The more Animated figures get updated for Legacy, the more insulting the 2022 Bulkhead looks. I know (now) that that one wasn't technically an Animated figure, but Prime Bulkhead looked even less like that toy somehow than even the Animated did. But this figure takes even more cues from its source material than Prowl did. This isn't an Animated Optimus who's been G1-ized, this is just a new Animated Optimus.

Every chunky, angled line of this figure is a direct update of Derrick J. Wyatt's design. The only TFA Prime I had was the Deluxe Class two-pack, with appearances of the Voyager Class mold being limited to Motormaster and Toxitron, so technically this is a new toy for me no matter what. If you compare this to the actual cartoon model sheets you'll spot some differences (the elbows and legs should be thinner, the tires on his legs should sit lower, etc.), but it's all minor stuff that doesn't detract from the overall appearance. You could drop this figure into a 2008 collection and it wouldn't seem immediately out of place.

Prime is armed with his big axe, with its translucent blue energon blade emitting from the silver tech and red head. There's a hole in the back where you could plug in a flame effect if one had been iuncluded, and the handle can extend for double-handed poses. It's a tight fit - not in the hands, in the handle itself. There's enough friction to make sure it won't fall out to its full length when you don't want it to. The toy moves at the neck, shoulders, biceps, elbows, wrists, waist, hips, thighs, knees, and ankles. The wrists are balljoints, which is nice, but the ankles only tilt to the sides, not forward or back, and the swivel joints at the shoulders and waist pop out of place any time you try to turn them.

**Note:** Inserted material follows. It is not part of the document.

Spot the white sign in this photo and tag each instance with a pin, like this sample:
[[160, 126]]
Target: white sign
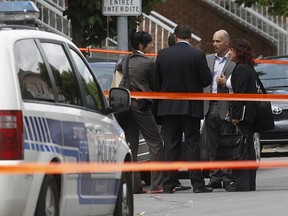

Which is especially a problem since you have to use them to change him into a truck.

To convert him, fold the feet down, crack the outside of the shins open and fold them up around the upper legs, open the forearms to tuck the hands away, turn the arms over (put the arms back on after they fall out), fold them up, tip his ribs out to the sides, swivel the waist around (put the legs back on after they fall off), click the arms in place, fold the back plate up over the top, push the front windows into place, and raise the legs to the back.

The vehicle mode is just as Animated-influenced as the robot: the giant cab, the odd grey bumper sticking out the front, all that. The way the robot's feet fold up over the rear of the truck is really not good, like it was the absolute last thing they thought about at the end of the design process. The lights on top (remember, Optimus got this altmode from a future fire truck, not a future tractor trailer) are packaged separately and need to be plugged onto the roof. The axe can technically be stored in this mode, but it just lays horizontally across the back of the truck, so it looks pretty stupid there.

If the goal of the various "Legacy" lines was to make all these disparate characters look like they were all from the same universe, Animated Optimus Prime fails that test: he's just too blatantly "Animated" to look like he's sharing a universe with, say, Scourge. But if you want an Animated Prime, he's a surprisingly great stand-in that won't cost you secondary market prices.